Friday, August 21, 2009

Thoughts on Being Brave

This morning as we were walking dad to the subway for the last time I had a thought. A thought I wanted to remember to share with you when you get bigger.

Well, since my memory can't be trusted for that long, I want to tell you now:
Many things worth doing take a little extra effort.

I know it may sound like something you've heard before, but let me explain what I mean. Last night I went to a ballet class with my friend Valerie. I haven't taken a ballet class in at least five years. Maybe more.

We'd been talking about taking a class at this place for quite a while now, but things kept getting busy and then dad was working on the nights of the class, so it just hadn't happened yet. So we decided a couple of weeks ago that once dad wasn't working at night anymore, we would go and try it out. Last night was the night.

All day yesterday I kept thinking:
I should be doing something else with my evening, to get ready for the move.
GK is running late. There's no way we'll make it. I should just cancel.
I look silly in my leotard. Maybe we should all just go out to dinner.
etc.
etc.

Probably fifty times or so, I had thoughts full of excuses as to why it wasn't a big deal if I just stayed home.

And each time I thought:
You'll be happy if you go. It's only an hour and a half.
You can pick GK up at the train and he can drop you and Valerie off at the studio.
Just try it. This is your last chance at this one, for real.
etc.
etc.

It may sound like a little thing Van, but when it was done, I was glad I went. I did look a little silly in my leotard. But sometimes as I danced I thought of you. I thought of the things in your life that will bring you the joy that dancing brings me. And then I danced.

I hope you're always brave enough to do what you love. Especially when there are reasons not to.

Thursday, August 6, 2009

Blessings

So Vanny, I have to tell you a funny story:

We do a lot of our shopping at Costco here in New York. The truth is, we'll probably always do a lot of our shopping at Costco, as long as there's one nearby. It's kind of a fun place. You love it there, maybe because of the hotdogs, maybe because the people who run the escalators always tell you how beautiful you are. This is all aside from the family loyalty we feel since Mimi has worked there for so long.

Well, when you shop at Costco, things come in really big packages. We're moving from here in less than a week now so we've been resisting purchases of enormous quantities unless we can finish them off here.

We can make it through an enormous amount of cheese or eggs or milk for example. We can even polish off a fair amount of broccoli. But it takes us several months to make it through a Costco-size package of toilet paper.

A couple of weeks ago towards the end of July, we came down to our last roll of toilet paper. I put it on my list and just thought I would grab a couple of rolls at the "regular" grocery store (Steve's C-town). But when I got there, it was expensive! So I didn't buy any. I didn't have an alternate plan, and you can't just live without toilet paper, but I couldn't bring myself to pay those prices!
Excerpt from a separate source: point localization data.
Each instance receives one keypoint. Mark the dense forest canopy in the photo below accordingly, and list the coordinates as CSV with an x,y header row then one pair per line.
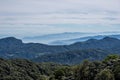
x,y
21,69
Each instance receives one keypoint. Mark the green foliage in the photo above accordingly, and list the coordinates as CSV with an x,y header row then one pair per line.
x,y
111,57
20,69
105,74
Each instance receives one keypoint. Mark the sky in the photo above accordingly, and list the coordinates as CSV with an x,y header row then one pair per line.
x,y
38,17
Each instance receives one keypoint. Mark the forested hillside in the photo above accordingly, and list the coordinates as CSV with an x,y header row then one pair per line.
x,y
19,69
91,49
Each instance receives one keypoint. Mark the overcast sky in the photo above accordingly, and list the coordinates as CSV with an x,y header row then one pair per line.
x,y
36,17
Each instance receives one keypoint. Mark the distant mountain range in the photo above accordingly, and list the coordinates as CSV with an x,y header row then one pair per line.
x,y
46,39
65,38
71,41
92,49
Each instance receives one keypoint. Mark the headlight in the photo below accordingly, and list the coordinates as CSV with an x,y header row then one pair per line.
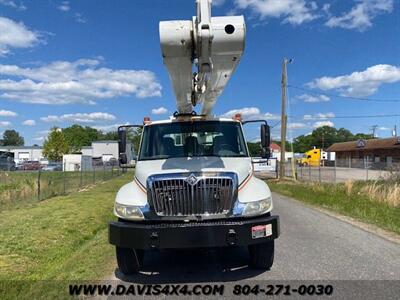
x,y
128,212
257,207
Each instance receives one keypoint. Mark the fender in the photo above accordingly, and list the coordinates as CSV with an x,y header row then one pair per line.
x,y
132,194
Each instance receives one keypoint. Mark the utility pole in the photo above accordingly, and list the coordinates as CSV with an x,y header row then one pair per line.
x,y
283,117
373,128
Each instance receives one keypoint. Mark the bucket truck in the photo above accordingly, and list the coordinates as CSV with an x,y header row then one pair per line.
x,y
193,184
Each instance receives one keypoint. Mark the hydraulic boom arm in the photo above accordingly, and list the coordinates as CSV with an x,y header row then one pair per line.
x,y
212,46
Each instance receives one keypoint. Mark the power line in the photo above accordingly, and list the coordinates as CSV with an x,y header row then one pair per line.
x,y
345,117
345,97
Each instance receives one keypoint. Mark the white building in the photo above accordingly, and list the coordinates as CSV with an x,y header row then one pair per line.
x,y
77,162
288,155
24,153
104,149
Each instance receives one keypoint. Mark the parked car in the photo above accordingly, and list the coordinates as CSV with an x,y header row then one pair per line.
x,y
53,167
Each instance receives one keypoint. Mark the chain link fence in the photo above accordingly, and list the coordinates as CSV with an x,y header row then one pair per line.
x,y
22,186
339,171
So we ran out. For a couple of days we used baby wipes (too much information?) torn in half so as not to be too extravagent. And then came Youth Conference.
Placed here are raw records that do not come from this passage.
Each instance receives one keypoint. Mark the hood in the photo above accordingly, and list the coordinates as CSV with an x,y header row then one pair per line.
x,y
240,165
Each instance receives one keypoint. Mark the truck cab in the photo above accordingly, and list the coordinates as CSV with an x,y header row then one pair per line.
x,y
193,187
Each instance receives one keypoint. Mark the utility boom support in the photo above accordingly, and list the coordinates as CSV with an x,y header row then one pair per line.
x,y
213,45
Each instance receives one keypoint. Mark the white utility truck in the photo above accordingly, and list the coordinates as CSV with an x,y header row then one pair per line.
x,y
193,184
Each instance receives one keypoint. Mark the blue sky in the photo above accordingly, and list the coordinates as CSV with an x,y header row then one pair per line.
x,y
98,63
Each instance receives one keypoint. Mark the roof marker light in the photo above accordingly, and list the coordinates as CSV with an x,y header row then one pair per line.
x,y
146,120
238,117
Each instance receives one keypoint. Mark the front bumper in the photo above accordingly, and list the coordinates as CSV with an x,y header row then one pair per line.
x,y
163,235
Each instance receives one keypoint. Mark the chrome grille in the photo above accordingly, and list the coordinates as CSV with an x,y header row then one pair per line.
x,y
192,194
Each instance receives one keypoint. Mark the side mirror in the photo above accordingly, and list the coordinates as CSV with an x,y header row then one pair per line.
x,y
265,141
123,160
We believe that "There is a law, irrevocably decreed in heaven before the foundations of this world, upon which all blessings are predicated- And when we obtain any blessing from God it is by obedience to that law upon which it is predicated." -D&C 130:20-21

I also personally believe that when you are trying your best, and working hard, God has a sense of humor and throws in a little something extra that you may need. Like toilet paper.

At the end of Youth Conference, I found myself up to my ears in stuff. Extra pens, fabric, markers, books, papers, folders, wristbands that didn't get used. As I sorted through the piles of junk, I came across the extra supplies from the games. Among them, five or six rolls of unused, unopened toilet paper. Just enough to get us through.
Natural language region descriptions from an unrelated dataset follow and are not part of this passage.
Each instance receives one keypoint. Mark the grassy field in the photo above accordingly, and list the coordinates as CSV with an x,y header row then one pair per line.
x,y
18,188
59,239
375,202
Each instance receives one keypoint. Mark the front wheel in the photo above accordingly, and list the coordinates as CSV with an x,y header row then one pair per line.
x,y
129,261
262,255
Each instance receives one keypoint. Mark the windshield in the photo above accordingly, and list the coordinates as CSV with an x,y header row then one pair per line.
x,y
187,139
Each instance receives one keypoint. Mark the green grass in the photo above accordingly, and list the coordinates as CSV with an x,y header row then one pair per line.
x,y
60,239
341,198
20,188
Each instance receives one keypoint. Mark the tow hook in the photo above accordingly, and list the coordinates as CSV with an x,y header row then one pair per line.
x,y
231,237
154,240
Don't ever let anyone tell you that serving in the Church doesn't pay.

Monday, August 3, 2009

Nervous

I'm sitting among boxes, thinking about packing, thinking about tidying and cleaning and preparing. But I just had to stop to write a little something.

We have finally passed the event that marked the end of the summer, the thing that stood between us and moving: Youth Conference. It was hard work. It was scary and overwhelming and at times felt like more than we could do. But it was a total success.

You handled it like a champ.

So this morning I woke up and knew that it was time to shift our focus onto packing up our little place, your first home, and getting ready to move accross the country. Close to family, close to the mountains and the ocean we love.

There are a million things to do and to plan and to think about. But as you rest, I just wanted to tell you that I love you. Tomorrow, you are finally going in for an MRI on your beautiful, big head. Your head has been growing more quickly than most babies and the doctors are worried. I keep thinking that if they knew you, how curious and friendly and smart and active you are, they'd know you need that big head to make a space for everything going on inside. But they just want to make sure. And I'm grateful they care.

I hope my feelings are confirmed. I can't help but feel a little bit nervous.